Charlotte a doucement ouvert la porte et le chat s’est avancé, un peu effrayé par la présence oppressante de la petite foule massée autour de la cage. Je n’ai pas tout de suite compris ce qui n’allait pas avec ce chat, son pelage gris et noir rendait confus ses mouvements.
«Hon! Y a juste trois pattes!
— Oh! Pauvre tit!
— Hein?
— Hon…»
Il ne suffisait déjà pas que ce soit un chat, il fallait en plus qu’il n’ait que trois pattes. Sa difformité était à la fois attendrissante et dégoûtante. Si je l’avais mis dans un sac-poubelle en le croyant mort, je n’aurais pas aimé le voir en sortir. Il a fait quelques pas hors de la cage et s’est arrêté, déposant son demi-arrière-train sur le tapis, comme un bibelot cassé.
«Hoooon! Trop cute!
— Wow! Le beau petit chat!
— C’est quand même un peu dégueulasse.
— Antoine, franchement!
— Je trouve ça bizarre.
— Vous allez voir, y est super fin!»
Charlotte m’a souri avant de me murmurer: «Inquiète-toi pas, je repars avec tantôt.» Elle a subtilement détourné les yeux quand je lui ai demandé ce qu’en penseraient ses colocs.

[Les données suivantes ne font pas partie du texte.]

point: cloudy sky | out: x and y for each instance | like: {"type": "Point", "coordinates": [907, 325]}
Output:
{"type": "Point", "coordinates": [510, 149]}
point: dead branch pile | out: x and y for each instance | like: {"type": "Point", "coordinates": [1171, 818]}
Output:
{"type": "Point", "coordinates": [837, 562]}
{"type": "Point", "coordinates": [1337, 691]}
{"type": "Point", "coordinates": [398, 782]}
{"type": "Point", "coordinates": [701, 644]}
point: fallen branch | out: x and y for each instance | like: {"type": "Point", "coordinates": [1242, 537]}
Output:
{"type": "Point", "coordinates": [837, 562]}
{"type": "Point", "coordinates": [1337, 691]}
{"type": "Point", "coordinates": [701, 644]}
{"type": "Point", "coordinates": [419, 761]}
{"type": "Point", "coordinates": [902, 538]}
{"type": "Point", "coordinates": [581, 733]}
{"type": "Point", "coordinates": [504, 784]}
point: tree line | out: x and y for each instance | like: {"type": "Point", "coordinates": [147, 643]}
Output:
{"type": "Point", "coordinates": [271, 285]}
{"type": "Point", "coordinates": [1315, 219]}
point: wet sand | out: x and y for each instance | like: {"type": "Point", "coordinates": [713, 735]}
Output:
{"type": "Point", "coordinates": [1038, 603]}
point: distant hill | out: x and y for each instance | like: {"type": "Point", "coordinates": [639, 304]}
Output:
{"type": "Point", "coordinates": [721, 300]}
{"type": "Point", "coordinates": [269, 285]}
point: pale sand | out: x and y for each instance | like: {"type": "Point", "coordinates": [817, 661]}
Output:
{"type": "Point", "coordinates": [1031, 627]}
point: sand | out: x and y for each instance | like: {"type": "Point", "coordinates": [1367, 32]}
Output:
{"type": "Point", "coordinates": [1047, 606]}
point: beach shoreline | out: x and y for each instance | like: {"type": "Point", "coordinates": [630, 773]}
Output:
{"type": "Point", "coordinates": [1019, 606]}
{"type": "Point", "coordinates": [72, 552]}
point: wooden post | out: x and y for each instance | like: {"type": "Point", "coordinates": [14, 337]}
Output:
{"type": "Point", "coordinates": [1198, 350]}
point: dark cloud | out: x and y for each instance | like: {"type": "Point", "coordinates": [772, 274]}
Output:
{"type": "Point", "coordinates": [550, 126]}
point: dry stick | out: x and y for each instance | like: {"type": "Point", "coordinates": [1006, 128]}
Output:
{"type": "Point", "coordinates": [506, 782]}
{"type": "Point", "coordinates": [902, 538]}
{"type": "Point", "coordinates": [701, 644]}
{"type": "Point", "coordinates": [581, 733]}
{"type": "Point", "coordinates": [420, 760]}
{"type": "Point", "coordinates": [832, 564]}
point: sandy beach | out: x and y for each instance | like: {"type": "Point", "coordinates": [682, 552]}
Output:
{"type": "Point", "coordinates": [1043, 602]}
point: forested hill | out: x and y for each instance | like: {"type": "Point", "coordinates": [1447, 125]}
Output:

Je ne suis pas allergique aux chats, ni aux chiens ni à rien d’ailleurs – j’ai une légère intolérance aux souffleuses. Si nous n’avons jamais eu d’animaux du temps des enfants, c’est parce que Jacques trouvait qu’ils compliquaient inutilement la vie. Il déteste les poils qui se plantent dans les tissus, se glissent dans la bouffe et forment des boules qui roulent sous les meubles. Je n’ai jamais insisté. Jusqu’à l’arrivée de Charlotte, j’avais même oublié que j’aimais les chats.
Steve – oui, c’est son nom, sans blague – n’a plus posé l’une de ses trois pattes par terre de toute la soirée; il aurait pu être un chat-tronc que ça n’aurait rien changé. On se donnait presque des numéros pour avoir son tour de le prendre. Le souper s’est transformé en soirée de contes dans lesquels les chats étaient à l’honneur. Grâce à Facebook, tout le monde connaissait – ou subissait – des tonnes d’histoires de chats. Entre les histoires de bébés trop mignons avec une forme de cœur entre les deux yeux se glissaient celles d’accouchements de chattes dans la litière, de chats cons coincés sous le capot d’une voiture ou dans le tuyau d’échappement, de superchats qui avaient sauvé un enfant, une femme, un chien, alouette. Quand Malika a raconté que la grand-mère d’une amie avait tué deux bébés chats en déboulant les escaliers – ils aimaient se coucher sur le tapis des marches de la descente du sous-sol –, j’ai ri à en pleurer, malgré le drame et la moue scandalisée de Charlotte, ma grande sensible de future vétérinaire.